Having received the rejection email from CNZ in the past certainly brings a feeling of dread when submitting a new application. No matter how much I believe in my project, or much work, effort and time I have dedicated to writing a new submission - crossing all the T’s and dotting all the i’s - the dread is always present.
So this time as I opened my laptop at 8:30AM to review my budget and word count for the hundredth time, my palms were clammy and I was aware of holding my breath as I steadied myself to be as precise and fast as I could, and submit my application as effectively and in as little time as possible.
At 8:55 AM, with my heart racing, I looked into the CNZ Arts Grants portal and remember thinking “This is some weird Hunger Games shit. It shouldn’t be like this.”
Making art in this country feels like swimming against the tide in an act of rebellion at the best of times.
But when applying for funding leaves you feeling like you are on a race competing against your peers, trying to scramble for funding, it makes me wonder if making art is rather an act of madness or stupidity.
Then, to make things a bit more chaotic, there were the logistics of it. So much information, so many boxes to tick, and a portal that is not built to have capacity to save your answers because apparently there were too many people on it at the same time.
After I copied and pasted my carefully edited answers, and uploaded all the supporting documents I could gather, it was time to hit submit. I did just that, and to my dismay the submit button wouldn’t load. After over 20 minutes there was I, still looking at the screen waiting for my application to be received through the portal, but all I could see was a never ending circle in the middle of my screen signalling that the submission wasn’t complete.

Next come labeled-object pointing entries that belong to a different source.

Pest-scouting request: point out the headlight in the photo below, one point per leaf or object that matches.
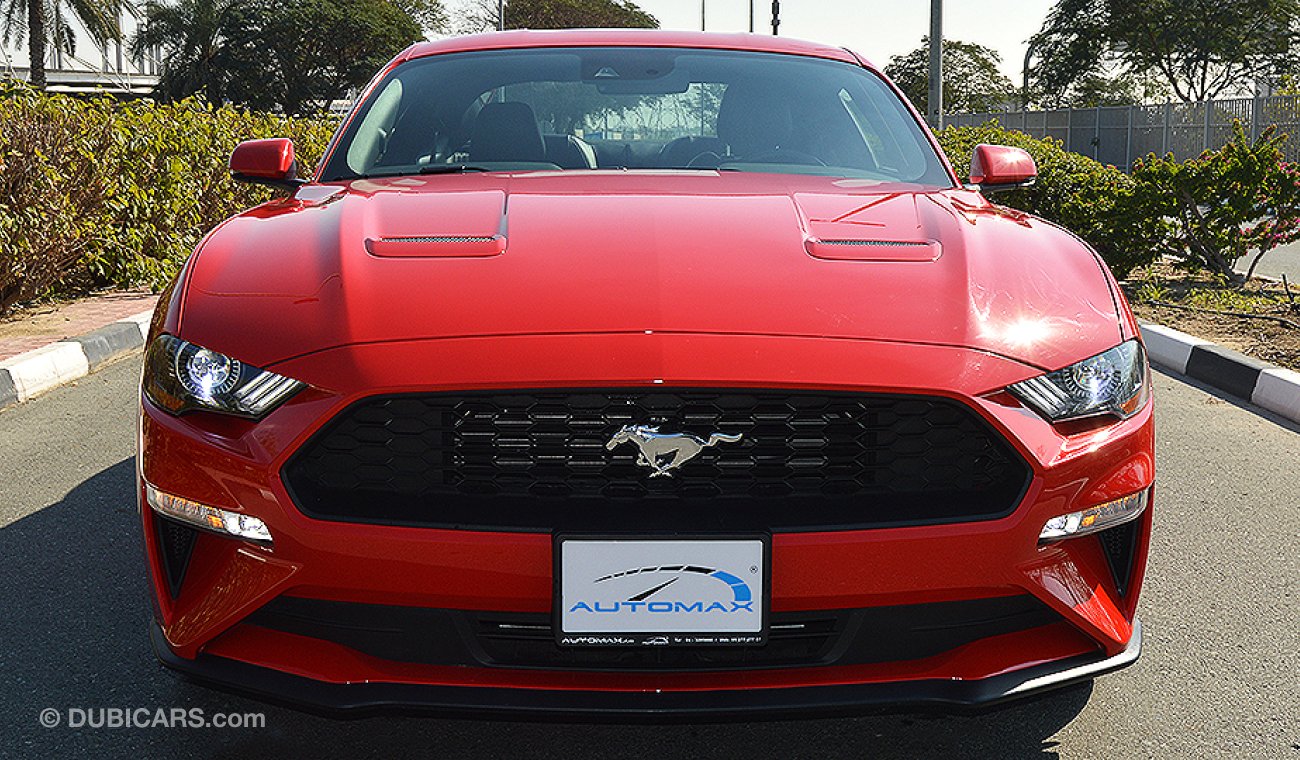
(1109, 383)
(180, 377)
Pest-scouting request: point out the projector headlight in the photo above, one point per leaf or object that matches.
(1113, 382)
(180, 377)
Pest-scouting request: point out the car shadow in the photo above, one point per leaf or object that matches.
(74, 638)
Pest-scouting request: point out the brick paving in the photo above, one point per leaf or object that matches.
(42, 325)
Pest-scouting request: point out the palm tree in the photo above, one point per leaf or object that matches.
(44, 22)
(190, 35)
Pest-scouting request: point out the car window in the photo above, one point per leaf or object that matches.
(635, 108)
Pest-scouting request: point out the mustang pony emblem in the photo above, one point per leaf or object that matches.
(666, 451)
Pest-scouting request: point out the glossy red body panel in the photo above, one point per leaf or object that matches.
(268, 159)
(572, 279)
(1001, 165)
(577, 38)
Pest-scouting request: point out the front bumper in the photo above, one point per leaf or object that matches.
(360, 699)
(208, 617)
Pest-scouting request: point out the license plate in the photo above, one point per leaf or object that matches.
(668, 593)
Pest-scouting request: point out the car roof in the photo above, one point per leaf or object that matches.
(571, 38)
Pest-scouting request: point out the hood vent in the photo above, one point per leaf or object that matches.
(436, 246)
(857, 250)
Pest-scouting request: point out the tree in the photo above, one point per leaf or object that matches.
(560, 14)
(973, 82)
(289, 55)
(1200, 48)
(1220, 207)
(44, 22)
(190, 35)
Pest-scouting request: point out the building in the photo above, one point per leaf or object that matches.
(90, 68)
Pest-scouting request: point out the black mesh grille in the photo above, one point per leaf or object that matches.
(540, 461)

By then I had to give myself a pep talk to not go into panic mode, but instead restart the whole thing from the beginning in the hope that I could get a new submission through in time.
I’m relived to say that 53 minutes later, my second attempt was successful and my application was submitted just before midday.
The relief and joy I felt was mingled with guilt and concern for other creatives who perhaps like me may have had technical difficulties, or who may felt too lost and overwhelmed to continue the process.
So I whispered a little prayer for them and a little mantra of gratitude for myself.
The hardest thing is to come to terms with the reality that this system and this process, with its demands and limitations and restrictions is similar to the lottery - you gotta be in to win, but the winning odds seem to be “never in your favour”.
After a month of working long hours with no remuneration to prepare and get an application through, I now have to be realistic and get started on my plan B: figure out how do I take my play on tour without funding from CNZ. Because the possibility of once again receiving the dreaded rejection email is very real. Even with the extra funding and the increased cap on the application numbers.
Is it just me or does anyone else struggle with this reality?
I know I sound a bit salty and disillusioned, and that is because I am. Because getting funding to make art and to take art to communities and people who can truly benefit from it, shouldn’t be such a discouraging, emotionally exhausting and frustrating experience.
However, as an artist I cannot let go of hope, and in that hope I trust that CNZ is trying to do better and to make this process easier for artists.
So in the name of hope and in the name of art, to everyone who were brave enough, or mad enough, to put an application through, “May the odds be always in your favour!”